Bakırköy Belediyesi’nde çalışan sözleşmeli ve kadrolu Belediye-İş üyesi 350 kadar işçi yüzde sıfır zam dayatmasına karşı pazartesi günü greve çıktılar.
Bakırköy ilçesi okulların, hastanelerin, işyerlerinin yoğun olduğu bir ilçe. Bir gün içinde neredeyse bir milyon insanın geçiş güzergahı olan, yaklaşık 300 bin insanın da yerleşik olarak yaşadığı büyük bir ilçe.
Belediye bünyesinde çalışan işçiler işte bu yoğun nüfuslu ilçenin mali, idari, sosyal ihtiyaçlarına yanıt vermek üzere çalışıyor.
Ancak üç yıldır ücretlerine ve sosyal haklarına iyileştirme ve zam almadan, giderek yoksullaşarak ve emekleri değersizleştirilerek çalıştırıyorlar. Üstelik mobbing altında, işten atılma korkusuyla.
Şimdi bu işçiler grevdeler; büyük bir çoğunluğunu ise kadın işçiler oluşturuyor. Grev alanı olan belediye ana bina önünde neşeyi sağlayan da onlar, cesaret verenler de onlar.

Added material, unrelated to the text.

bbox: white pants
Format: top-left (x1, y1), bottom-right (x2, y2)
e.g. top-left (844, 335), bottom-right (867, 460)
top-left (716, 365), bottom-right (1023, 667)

Biz de grevde olan 6 kadın işçi ile sohbet ettik.
“HİÇBİR ZAMAN İŞ GÜVENCEMİZ OLMADI”
Öğle saatinde yemek molası veriyorlar. Yemeklerini belediye binası karşısında olan mezarlığın içinde oturarak yiyorlar. Öğle aralarında, mezarlığın kasveti, grev önlüklü kadın işçilerin öfke, kaygı, neşe, azim, cesaret duyguları ile dağılıyor. Sohbet ettiğimiz mekânın o ağır havasından eser kalmıyor.
Kendilerini ve çalıştıkları bölümleri, yaptıkları işleri anlatarak başlıyorlar.
Başta en güzel kim konuşuyor tartışması oluyor, “O konuşsun” diye. Ama sonra her biri birbirinden güzel ve etkili ifade ediyorlar kendilerini.
Tiyatro Müdürlüğünde sözleşmeli olarak çalıştıklarını anlatıyor ilk sözü alan Yeliz, “Kadrolu işçi değiliz, memur değiliz, tiyatro müdürlüğünün sözleşmeli çalışanlarıyız” diyerek statülerinden bahsediyor. Her mayıs ayında giriş çıkış yapılıyor. Kimilerinin sözleşmesi yenileniyor bu zamanlarda kimilerine ise kapı gösteriliyor.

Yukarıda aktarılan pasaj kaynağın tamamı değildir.